15% des seniors en situation de pauvreté
Avec l’augmentation du coût de la vie et des loyers dans les grandes villes, les seniors sont de plus en plus nombreux à solliciter l’aide des associations. À tel point que la pauvreté des retraités est devenue l’un des thèmes majeurs de cette campagne électorale. Parmi les propositions, les sociaux-démocrates du SPD veulent relever le niveau des pensions et créer une retraite de solidarité pour les plus pauvres. Voulant aller plus loin, la gauche de Die Linke appelle à la création d’une retraite minimum de 1 050 € par mois.
À l’inverse, la chancelière Angela Merkel vante son bilan et estime que « toutes les réformes nécessaires pour sécuriser le système jusqu’en 2030 ont été conduites». Un constat que ne partage pas Karl-Heinz : « Sur trois mandats, elle n’a rien fait pour améliorer notre situation, tempête-t-il. Elle a certes introduit des avantages pour les mères de famille, mais cela ne concerne pas tout le monde. Angela Merkel n’a aucune vision et je ne pense pas que cela changera par la suite».
Karl-Heinz n’apporte pas plus de crédit au SPD, responsable des réformes qui ont mené à ces disparités. Pourtant, l’Allemagne risque de pâtir de ses fractures sociales. « On considère que 15 % des seniors sont en situation de pauvreté, estime Stefan Sell. Si aucune réforme de fond n’est menée, ils pourraient être 30 % dans les prochaines années ».

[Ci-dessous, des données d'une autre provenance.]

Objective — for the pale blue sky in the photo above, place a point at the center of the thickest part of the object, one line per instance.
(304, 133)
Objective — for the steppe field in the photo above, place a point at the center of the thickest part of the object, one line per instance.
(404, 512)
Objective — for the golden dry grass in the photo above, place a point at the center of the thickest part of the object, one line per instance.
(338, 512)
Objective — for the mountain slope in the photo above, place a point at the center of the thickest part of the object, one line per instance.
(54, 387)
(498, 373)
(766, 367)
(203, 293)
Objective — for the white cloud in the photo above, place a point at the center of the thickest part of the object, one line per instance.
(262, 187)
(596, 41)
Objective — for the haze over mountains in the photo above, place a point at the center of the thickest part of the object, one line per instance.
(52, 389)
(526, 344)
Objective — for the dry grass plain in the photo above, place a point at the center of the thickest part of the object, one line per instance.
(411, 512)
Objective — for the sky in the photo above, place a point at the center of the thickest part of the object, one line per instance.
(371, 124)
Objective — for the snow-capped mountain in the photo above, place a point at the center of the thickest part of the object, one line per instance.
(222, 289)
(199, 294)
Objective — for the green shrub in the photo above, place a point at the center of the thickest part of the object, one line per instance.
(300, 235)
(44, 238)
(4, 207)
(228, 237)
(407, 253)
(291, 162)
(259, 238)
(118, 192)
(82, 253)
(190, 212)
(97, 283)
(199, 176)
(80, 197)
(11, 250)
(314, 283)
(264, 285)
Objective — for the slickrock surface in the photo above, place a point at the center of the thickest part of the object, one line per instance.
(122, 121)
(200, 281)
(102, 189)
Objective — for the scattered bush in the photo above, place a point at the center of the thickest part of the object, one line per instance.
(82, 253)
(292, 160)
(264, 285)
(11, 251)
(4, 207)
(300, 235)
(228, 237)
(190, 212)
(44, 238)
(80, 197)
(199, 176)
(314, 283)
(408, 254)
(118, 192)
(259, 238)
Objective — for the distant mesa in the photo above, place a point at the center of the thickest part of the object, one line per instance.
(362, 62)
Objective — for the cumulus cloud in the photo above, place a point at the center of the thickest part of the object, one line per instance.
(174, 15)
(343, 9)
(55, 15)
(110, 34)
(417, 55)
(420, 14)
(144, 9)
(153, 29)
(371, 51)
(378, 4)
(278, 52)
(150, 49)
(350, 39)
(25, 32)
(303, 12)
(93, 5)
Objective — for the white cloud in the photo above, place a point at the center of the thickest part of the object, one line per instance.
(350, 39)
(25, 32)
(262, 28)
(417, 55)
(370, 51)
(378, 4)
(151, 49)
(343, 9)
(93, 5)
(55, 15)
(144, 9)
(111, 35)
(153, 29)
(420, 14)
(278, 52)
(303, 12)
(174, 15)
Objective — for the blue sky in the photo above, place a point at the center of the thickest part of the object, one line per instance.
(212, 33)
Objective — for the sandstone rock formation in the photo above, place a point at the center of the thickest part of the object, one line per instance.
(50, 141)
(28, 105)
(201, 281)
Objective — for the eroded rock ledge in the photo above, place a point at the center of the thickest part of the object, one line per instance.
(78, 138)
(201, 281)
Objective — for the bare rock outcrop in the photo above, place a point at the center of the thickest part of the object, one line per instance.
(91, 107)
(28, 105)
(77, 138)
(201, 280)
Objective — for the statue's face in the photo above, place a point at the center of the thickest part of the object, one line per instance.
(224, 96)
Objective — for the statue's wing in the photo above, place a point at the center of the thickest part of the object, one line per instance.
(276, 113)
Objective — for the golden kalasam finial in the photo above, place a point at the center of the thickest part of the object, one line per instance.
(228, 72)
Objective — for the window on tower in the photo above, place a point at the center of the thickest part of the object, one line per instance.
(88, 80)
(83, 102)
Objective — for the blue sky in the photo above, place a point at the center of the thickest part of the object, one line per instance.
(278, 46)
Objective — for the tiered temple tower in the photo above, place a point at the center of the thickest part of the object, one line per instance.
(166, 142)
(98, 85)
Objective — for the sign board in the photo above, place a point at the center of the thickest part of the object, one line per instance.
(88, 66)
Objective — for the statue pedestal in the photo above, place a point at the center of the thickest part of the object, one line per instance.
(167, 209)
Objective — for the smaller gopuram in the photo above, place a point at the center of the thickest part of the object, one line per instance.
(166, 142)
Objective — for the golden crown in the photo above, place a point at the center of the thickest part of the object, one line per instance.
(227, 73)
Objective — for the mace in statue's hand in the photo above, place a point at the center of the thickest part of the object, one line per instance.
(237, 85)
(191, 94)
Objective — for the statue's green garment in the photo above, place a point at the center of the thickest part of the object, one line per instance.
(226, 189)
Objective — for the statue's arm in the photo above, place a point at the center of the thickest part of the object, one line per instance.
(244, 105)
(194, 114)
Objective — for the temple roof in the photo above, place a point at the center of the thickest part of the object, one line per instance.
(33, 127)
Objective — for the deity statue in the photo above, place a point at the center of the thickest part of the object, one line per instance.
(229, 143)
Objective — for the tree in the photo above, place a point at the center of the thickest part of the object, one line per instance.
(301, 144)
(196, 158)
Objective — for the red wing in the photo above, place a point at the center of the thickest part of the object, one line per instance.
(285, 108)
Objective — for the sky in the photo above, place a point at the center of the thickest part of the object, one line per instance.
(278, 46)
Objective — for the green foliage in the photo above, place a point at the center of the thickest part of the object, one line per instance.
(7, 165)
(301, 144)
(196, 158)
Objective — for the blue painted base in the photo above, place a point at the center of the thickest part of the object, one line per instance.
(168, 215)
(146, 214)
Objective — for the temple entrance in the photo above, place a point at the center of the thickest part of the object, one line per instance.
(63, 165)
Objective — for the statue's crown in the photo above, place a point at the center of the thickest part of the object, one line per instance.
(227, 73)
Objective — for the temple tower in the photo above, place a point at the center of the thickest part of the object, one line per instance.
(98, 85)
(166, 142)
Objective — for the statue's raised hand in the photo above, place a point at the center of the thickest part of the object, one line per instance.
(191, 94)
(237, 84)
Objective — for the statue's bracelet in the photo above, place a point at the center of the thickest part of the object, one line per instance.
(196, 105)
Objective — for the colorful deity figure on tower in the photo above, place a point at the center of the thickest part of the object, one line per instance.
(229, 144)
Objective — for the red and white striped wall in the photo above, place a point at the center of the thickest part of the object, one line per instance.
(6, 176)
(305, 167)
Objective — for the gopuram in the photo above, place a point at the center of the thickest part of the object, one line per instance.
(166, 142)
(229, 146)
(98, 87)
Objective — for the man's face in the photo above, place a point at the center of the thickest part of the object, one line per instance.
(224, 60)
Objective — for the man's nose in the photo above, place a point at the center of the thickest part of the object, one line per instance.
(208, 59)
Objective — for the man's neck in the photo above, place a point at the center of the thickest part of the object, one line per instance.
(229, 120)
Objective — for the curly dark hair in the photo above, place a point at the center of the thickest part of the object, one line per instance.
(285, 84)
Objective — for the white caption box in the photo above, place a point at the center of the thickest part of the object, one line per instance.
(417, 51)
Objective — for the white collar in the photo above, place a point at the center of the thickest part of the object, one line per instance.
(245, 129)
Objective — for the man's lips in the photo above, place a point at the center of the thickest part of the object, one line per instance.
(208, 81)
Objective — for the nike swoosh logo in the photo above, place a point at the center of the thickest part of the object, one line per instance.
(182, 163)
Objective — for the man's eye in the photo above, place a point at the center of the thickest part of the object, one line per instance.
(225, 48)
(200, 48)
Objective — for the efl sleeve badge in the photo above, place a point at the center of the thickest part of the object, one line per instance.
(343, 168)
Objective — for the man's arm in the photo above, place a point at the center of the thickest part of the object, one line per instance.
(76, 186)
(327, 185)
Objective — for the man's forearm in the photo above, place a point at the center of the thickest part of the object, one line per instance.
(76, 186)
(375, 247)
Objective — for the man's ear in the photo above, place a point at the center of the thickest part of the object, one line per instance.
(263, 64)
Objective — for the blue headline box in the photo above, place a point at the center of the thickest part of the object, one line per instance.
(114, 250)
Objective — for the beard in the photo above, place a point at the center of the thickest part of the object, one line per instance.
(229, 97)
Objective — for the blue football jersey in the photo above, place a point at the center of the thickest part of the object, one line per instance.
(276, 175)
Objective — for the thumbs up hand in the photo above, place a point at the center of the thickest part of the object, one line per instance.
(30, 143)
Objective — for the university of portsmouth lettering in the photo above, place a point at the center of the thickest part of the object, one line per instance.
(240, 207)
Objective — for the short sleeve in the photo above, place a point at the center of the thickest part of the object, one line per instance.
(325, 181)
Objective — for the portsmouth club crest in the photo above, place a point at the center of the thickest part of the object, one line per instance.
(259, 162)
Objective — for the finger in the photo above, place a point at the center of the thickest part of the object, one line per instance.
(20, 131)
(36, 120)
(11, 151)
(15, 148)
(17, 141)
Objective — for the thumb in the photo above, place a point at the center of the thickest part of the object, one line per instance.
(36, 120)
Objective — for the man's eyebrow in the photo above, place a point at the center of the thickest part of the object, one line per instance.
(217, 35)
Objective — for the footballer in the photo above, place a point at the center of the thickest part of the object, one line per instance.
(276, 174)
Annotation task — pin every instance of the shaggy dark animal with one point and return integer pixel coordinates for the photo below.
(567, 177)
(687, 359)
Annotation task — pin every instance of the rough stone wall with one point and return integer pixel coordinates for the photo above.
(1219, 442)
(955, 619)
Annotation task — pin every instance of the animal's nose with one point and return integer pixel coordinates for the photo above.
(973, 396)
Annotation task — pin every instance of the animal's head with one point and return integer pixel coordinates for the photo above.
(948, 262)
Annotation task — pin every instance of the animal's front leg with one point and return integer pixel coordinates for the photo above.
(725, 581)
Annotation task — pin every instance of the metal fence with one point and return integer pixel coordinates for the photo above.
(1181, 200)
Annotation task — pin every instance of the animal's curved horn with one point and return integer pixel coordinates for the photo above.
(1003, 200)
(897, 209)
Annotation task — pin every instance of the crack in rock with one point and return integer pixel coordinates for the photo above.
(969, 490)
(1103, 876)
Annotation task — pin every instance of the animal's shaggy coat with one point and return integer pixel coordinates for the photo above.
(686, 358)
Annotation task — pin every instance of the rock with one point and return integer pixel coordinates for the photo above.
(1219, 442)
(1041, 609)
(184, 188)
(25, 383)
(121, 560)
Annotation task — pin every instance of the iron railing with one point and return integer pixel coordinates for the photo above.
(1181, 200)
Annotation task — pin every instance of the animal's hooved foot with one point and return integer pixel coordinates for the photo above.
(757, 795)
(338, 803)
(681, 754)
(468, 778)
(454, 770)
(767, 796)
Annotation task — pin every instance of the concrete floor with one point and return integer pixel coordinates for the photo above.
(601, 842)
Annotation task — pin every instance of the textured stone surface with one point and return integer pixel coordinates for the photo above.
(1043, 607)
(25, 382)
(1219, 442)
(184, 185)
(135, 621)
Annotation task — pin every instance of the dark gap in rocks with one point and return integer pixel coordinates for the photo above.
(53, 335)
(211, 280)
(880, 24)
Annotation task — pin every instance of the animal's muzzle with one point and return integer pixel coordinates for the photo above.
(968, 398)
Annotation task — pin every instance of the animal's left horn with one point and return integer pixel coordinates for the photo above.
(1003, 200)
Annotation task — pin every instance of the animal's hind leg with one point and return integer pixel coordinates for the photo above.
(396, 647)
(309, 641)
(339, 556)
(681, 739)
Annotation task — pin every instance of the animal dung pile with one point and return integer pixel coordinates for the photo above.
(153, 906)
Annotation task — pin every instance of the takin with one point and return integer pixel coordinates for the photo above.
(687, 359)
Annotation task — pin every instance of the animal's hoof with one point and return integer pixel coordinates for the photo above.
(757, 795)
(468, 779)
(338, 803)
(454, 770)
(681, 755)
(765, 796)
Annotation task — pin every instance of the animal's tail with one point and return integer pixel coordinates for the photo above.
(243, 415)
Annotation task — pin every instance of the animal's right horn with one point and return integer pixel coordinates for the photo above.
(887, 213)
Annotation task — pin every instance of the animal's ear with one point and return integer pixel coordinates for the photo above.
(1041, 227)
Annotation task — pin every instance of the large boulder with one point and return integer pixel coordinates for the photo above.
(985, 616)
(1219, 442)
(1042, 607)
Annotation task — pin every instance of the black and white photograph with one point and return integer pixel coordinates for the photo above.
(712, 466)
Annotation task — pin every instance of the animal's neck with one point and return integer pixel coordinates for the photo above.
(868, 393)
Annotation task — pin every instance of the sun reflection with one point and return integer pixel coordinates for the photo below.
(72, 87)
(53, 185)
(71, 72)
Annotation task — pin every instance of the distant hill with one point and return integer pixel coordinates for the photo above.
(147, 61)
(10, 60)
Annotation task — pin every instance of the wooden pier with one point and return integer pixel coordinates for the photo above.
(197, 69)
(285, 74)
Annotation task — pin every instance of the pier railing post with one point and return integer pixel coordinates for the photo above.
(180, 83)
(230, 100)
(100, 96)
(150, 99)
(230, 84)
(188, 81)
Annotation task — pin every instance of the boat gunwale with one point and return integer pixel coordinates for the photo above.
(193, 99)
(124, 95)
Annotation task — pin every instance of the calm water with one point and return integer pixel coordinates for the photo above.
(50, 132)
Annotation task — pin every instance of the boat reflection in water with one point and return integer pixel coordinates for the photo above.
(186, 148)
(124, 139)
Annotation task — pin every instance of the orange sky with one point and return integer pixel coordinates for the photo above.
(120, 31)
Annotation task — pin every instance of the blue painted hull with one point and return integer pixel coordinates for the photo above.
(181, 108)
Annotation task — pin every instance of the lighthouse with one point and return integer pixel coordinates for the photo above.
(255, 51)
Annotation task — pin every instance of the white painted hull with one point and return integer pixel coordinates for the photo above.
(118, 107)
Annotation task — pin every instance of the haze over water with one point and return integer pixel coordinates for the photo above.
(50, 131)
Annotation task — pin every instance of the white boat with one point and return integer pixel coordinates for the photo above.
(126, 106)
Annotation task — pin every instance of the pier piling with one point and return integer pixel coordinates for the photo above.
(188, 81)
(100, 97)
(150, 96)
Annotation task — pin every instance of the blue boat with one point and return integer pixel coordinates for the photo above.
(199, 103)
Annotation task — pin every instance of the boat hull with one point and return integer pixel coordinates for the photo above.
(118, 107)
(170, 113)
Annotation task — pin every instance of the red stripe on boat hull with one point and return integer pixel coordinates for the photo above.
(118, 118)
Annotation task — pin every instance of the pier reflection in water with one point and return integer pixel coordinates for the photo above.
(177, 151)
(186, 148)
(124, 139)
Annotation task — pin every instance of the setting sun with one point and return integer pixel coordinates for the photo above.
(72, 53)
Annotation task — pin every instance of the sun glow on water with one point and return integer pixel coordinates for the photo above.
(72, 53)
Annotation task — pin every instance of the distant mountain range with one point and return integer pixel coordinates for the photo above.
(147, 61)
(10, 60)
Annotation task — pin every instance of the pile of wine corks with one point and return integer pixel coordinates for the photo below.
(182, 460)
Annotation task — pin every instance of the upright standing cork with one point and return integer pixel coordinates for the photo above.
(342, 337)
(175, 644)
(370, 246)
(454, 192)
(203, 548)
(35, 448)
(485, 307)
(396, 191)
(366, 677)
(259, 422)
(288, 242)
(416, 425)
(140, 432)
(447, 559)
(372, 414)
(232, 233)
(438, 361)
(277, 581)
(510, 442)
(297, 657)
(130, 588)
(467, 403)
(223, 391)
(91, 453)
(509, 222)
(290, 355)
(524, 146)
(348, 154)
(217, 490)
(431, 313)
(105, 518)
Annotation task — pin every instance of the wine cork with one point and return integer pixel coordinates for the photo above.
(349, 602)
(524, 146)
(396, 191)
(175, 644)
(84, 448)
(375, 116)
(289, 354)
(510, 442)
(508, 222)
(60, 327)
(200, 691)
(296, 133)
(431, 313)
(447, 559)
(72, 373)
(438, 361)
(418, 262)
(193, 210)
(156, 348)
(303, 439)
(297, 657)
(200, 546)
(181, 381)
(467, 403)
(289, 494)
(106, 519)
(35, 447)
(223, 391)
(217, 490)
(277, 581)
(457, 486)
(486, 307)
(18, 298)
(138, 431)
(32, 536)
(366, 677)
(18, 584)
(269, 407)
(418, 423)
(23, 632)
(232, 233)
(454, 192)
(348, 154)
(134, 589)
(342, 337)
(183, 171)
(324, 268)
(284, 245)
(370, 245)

À LIRE AUSSI : Angela Merkel tance les patrons de l’automobile allemande
--------------------------------------
Angela Merkel, douze années de règne et d’alliances
Septembre 2005. À la tête des chrétiens-démocrates de la CDU depuis 2000, Angela Merkel obtient 35,2 % des suffrages aux législatives, en compagnie de son allié bavarois, la CSU. Elle devance ainsi de peu les sociaux-démocrates du SPD (34,2 %), ce qui lui permet de renverser la coalition sortante, « rouge-verte », emmenée par Gerhard Schröder. Après cinq semaines de négociations, elle forme une grande coalition avec la CSU et devient, à 51 ans, la plus jeune chancelière de l’histoire de l’Allemagne fédérale.
Septembre 2009.La déroute du SPD aux législatives (23 %) permet à l’union CDU-CSU (33,8 %) d’envisager une coalition avec les libéraux du FDP (14,6 %).
Septembre 2013.L’Union CDU-CSU remporte 40 % des suffrages aux législatives, mais ne peut maintenir sa coalition avec les libéraux (5 %). Cette situation rend nécessaire une nouvelle alliance, inédite, avec les sociaux-démocrates du SPD (25,7 %).